Biographical details
- Born: Marietta, Georgia, U.S.

Playing career
- 2000–2003: Florida

Coaching career (HC unless noted)
- 2007: Harvard (assistant)
- 2008–2011: Notre Dame (assistant)
- 2012–2014: LSU
- 2015–2022: LSU (co-HC)

= Julia Sell =

American tennis coach

Julia Sell is American tennis coach. She was the co-head coach of the LSU Lady Tigers tennis team at Louisiana State University with Michael Sell from 2015 to 2022. She was originally hired by LSU as the lone head coach of the women's tennis team in 2012.

==Coaching career==
Prior to her stint at the USTA, Sell was an assistant coach at the University of Notre Dame from 2008 to 2011. During her time at Notre Dame, she helped guide the women's tennis team to back-to-back NCAA Championship semifinal appearances in 2009 and 2010.

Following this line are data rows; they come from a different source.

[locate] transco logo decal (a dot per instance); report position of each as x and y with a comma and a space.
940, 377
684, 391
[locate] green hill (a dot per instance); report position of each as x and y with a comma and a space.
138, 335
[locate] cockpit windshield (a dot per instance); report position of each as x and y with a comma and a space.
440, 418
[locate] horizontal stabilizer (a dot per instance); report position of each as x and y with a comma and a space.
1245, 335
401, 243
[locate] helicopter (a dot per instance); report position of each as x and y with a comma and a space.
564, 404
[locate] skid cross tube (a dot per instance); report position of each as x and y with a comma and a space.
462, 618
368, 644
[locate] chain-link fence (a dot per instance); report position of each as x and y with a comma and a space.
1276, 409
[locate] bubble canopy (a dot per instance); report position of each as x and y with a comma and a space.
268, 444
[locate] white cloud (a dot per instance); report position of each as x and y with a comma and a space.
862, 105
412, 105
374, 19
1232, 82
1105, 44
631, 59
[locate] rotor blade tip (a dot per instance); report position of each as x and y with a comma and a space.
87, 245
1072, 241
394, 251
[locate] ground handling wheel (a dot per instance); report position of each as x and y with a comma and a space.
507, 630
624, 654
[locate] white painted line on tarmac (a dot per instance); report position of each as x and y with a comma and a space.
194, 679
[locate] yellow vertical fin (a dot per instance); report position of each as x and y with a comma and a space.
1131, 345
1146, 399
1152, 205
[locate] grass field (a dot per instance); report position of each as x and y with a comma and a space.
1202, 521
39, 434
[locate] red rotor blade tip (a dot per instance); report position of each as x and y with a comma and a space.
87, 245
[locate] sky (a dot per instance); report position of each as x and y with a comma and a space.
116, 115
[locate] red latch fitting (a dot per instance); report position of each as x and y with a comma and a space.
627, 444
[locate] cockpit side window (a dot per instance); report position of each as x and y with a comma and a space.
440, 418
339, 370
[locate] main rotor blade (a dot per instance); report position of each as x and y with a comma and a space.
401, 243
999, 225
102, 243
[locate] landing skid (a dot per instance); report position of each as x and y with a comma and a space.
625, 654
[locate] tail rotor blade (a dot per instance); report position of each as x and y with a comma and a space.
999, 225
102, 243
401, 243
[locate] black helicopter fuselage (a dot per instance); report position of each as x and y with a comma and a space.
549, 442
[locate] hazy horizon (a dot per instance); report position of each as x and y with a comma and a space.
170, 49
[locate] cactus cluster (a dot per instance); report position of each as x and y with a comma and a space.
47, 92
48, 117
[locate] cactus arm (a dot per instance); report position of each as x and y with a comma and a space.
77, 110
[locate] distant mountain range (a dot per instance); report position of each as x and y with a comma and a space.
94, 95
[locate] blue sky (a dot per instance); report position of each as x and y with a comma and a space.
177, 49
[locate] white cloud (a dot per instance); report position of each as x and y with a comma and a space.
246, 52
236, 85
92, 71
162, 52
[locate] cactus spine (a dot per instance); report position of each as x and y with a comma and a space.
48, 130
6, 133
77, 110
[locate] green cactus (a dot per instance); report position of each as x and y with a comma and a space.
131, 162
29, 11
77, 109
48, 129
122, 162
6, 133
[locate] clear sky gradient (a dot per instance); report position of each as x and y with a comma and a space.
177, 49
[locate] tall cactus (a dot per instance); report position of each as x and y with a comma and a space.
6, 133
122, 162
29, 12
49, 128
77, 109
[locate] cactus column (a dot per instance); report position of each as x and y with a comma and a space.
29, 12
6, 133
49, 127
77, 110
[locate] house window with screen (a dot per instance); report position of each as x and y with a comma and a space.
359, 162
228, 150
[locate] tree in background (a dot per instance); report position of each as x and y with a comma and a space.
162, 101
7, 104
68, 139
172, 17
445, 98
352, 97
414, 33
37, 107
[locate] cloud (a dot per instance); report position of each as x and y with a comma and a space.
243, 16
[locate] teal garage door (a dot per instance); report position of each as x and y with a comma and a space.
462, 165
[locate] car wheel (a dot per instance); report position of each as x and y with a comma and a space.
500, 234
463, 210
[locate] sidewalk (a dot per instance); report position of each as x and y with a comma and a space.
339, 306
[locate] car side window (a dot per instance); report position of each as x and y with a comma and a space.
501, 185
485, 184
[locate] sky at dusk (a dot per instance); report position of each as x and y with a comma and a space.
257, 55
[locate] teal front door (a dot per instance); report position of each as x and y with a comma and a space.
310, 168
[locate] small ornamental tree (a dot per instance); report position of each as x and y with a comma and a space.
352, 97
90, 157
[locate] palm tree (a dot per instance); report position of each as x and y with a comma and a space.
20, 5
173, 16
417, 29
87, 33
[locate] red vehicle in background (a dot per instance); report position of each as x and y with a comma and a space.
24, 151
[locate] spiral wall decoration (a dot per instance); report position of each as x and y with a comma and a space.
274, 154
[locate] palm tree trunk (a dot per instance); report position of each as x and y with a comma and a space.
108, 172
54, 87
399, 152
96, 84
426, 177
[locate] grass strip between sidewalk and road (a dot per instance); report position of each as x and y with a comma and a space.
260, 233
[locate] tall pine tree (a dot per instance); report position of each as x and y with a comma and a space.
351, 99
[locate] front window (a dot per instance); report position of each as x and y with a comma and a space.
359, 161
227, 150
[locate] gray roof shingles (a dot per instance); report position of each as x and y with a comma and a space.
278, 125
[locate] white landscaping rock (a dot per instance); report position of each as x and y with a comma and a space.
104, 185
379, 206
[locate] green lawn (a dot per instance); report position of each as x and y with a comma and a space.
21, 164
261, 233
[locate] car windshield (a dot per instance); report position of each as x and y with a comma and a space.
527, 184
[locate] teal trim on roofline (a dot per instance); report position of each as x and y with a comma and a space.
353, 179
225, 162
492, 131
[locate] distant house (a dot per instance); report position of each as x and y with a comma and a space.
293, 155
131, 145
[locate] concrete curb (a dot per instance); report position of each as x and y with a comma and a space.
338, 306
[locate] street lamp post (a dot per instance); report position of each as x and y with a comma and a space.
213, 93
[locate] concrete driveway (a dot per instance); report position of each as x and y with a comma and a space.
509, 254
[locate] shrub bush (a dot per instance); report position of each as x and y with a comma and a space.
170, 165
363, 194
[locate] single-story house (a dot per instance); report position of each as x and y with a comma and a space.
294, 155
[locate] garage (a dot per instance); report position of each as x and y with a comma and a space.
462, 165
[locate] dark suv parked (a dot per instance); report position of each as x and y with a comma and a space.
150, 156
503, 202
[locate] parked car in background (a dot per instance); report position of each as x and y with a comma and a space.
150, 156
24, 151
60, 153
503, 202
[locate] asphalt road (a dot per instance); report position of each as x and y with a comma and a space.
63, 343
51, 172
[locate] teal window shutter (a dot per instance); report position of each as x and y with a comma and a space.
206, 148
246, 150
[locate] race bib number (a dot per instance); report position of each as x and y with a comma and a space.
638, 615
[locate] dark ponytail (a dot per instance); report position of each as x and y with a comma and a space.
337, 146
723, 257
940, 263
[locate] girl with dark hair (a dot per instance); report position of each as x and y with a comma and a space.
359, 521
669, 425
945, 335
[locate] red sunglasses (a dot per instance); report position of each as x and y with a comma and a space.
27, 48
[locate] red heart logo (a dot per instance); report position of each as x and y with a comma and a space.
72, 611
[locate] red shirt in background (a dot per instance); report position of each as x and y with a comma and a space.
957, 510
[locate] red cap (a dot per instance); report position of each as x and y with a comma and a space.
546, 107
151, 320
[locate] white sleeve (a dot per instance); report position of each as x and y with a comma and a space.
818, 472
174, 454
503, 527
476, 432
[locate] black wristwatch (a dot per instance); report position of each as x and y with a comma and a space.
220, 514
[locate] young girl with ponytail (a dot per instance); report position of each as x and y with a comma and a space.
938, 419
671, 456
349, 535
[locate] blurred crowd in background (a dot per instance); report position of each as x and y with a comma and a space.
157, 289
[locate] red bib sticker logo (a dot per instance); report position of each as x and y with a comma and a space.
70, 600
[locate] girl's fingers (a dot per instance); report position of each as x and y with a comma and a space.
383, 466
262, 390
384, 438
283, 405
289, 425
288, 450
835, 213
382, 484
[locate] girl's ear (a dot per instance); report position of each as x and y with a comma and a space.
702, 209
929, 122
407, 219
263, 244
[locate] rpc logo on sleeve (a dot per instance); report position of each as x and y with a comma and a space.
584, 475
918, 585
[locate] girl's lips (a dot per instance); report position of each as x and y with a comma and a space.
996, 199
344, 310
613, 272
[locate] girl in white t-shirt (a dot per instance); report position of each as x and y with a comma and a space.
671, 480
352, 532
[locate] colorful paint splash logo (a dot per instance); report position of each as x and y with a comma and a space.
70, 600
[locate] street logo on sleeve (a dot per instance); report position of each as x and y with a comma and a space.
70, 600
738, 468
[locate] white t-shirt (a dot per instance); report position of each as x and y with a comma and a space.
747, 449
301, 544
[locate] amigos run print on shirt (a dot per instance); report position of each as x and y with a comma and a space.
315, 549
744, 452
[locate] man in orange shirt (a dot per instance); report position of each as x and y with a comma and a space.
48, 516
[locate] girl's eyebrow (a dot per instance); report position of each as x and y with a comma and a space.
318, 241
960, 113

Also in 2008, Sell was one of two coaches for the USTA Summer Collegiate team, which serves as an elite training program for the top American collegiate tennis players. She got her start in coaching in 2007 as an assistant at Harvard University.

==Playing career==
Sell is a 2003 graduate of the University of Florida having served as team captain for the Gators from 2000 to 2003 and played the #1 singles position for the 2003 National Championship team. During her time in Gainesville, Florida won a national championship, two Southeastern conference championships, and three SEC tournament championships and finished as the NCAA runner-up and National Team Indoor runner-up. She received the SEC Outstanding Senior award and was named the ITA South Region Player of the Year as a senior in 2003. She achieved a career-high ITA singles ranking of 24th and 7th in doubles.